Monday 2 January 2012

Dog breed teeters on brink of extinction

http://en.wikipedia.org/wiki/File:Sealyham_terrier_230809.JPG

Normally we only feature news about wild animals on the endangered and extinction lists.

But a rare breed of domestic dog, once popular among royalty and celebrities, is on the brink of extinction and probably deserves a mention.

Sealyham Terriers were first bred for pest control, but are now rarer than endangered species such as giant pandas and tigers!

The breed's popularity soared in the 1920s, when the Kennel Club - the UK's largest dog organisation - registered more than 2000 puppies every year. The breed was exported overseas and bred here in Australia.

The dogs, often described as intelligent and loyal, were favorites with celebrities like Elizabeth Taylor, Cary Grant and Alfred Hitchcock.

Their gregarious personalities and boundless energy, meant they remained sought after for decades, and in 1959 a Sunday newspaper reported, "A notice has been posted in Clarence House and Windsor Castle giving explicit instructions that when Princess Margaret has breakfast in bed, her two Sealyhams must be brought to the room along with her breakfast tray."

But last year only 49 were bred in the UK, the breed's home, putting them on the Kennel Club's top three most endangered native breeds list.

The dramatic change is attributed to new fashions, the availability of a greater number of breeds and the decline of ratting as a form of vermin control.
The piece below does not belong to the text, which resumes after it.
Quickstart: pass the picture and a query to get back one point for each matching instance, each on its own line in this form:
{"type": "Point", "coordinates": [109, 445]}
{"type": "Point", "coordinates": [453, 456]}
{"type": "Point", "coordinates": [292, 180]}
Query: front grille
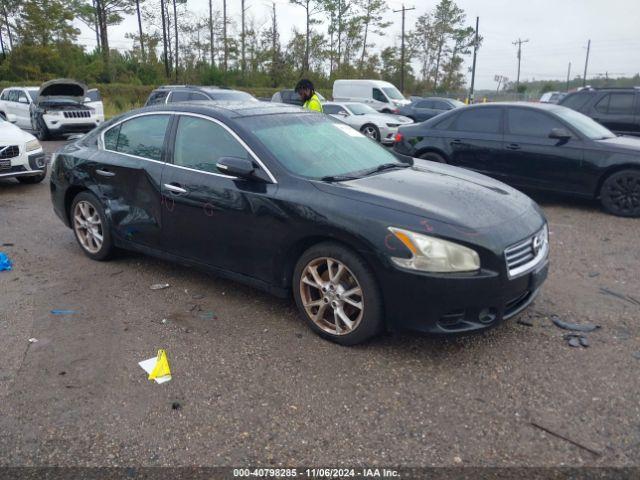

Sealyham Terriers are believed to be a mix of the now extinct English White Terrier combined with Dandie Dinmont, the Fox Terrier, the West Highland and the Corgi.

1 comment:

  1. I think the Sealyham terrier in its rougher form still exists. Have you ever seen the short-legged Jack Russells? I have not seen any direct connection between these dogs and the longer-legged fox terrier type, which the American Kennel Club calls a Parson Russell terrier.

    Some relatives had a Jack Russell many years ago that looked very much like a Sealyham in almost every way, but he was smooth-coated.

    It's like that Sealyhams derive from the same root stock as fox terriers and both forms of Jack Russell. The short-legged JRT is probably its ancestor and a potential source for genetic rescue.